Read Barabbas Page 9


  They need not have done so now. They were no longer chained together. They could have made friends with some of the others if they had wanted to, and there was no further need to eat and sleep beside each other. But they still stuck together and always walked close beside each other as if inseparable. It was all the more strange as in point of fact they had grown shy of one another and found talking more difficult now. They acted as inseparable, though they had drifted apart.

  While working they had to go side by side. But not at other times, when they could have mixed with the other slaves. Feeling out of it as they did, however, perhaps it was not really so odd that they held aloof. They had grown so used to keeping together, and used to the chain that was no longer there. When they woke up in the dark at night and felt that they were not shackled together they were almost frightened, until it dawned on them that at least they were lying side by side as before. The knowledge was a relief.

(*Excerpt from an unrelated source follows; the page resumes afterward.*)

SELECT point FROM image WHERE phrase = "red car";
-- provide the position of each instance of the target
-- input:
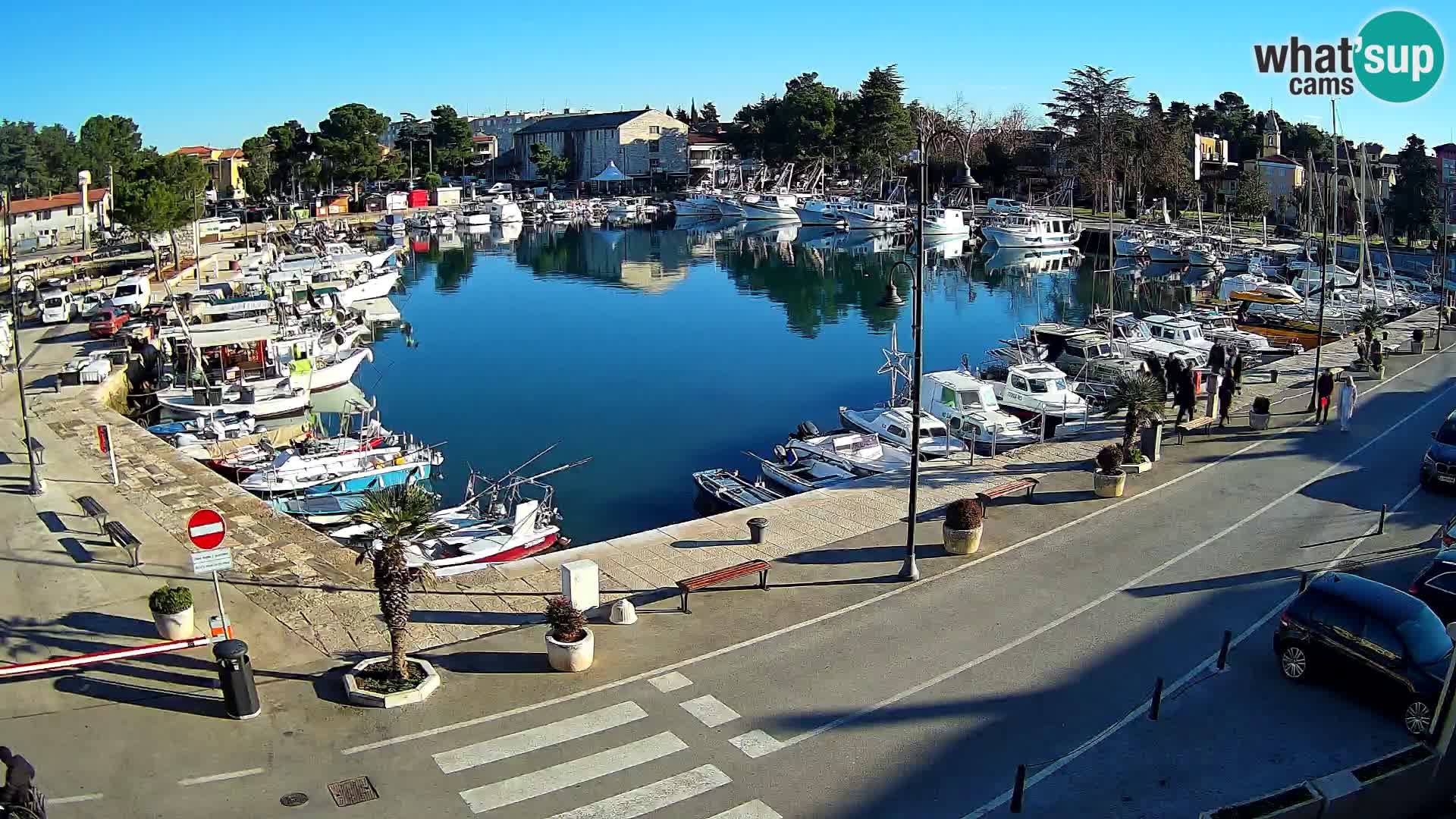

  To think that Barabbas should live to see such a thing! That it could be like that for him! It was most extraordinary. For if anyone was ill-suited to being hobbled together with another person, it was he. Against his will, however, he had been; with an iron chain, what is more. And even though the chain no longer existed he still retained it in one way; couldn’t do without it, apparently. Though of course he tugged at it in an effort to break away.…

  But not Sahak. On the contrary, he felt very hurt that things were not as before between them. Why weren’t they?

  Of their miraculous rescue from the mines, from hell, they never spoke. The first day or two they had done so, but not after that. Sahak had said then that they had been rescued by the son of God, everyone’s Saviour. Yes, they had … Of course they had … Though in actual fact it was Sahak who had been rescued by his Saviour, by the son of God, but Barabbas had been rescued by Sahak. Wasn’t that right? Wasn’t that how it was?

  Hm, it was hard to say.

  Barabbas had in any case thanked Sahak for saving him. But had he thanked God? Yes, surely he had? But it wasn’t certain. One couldn’t be sure.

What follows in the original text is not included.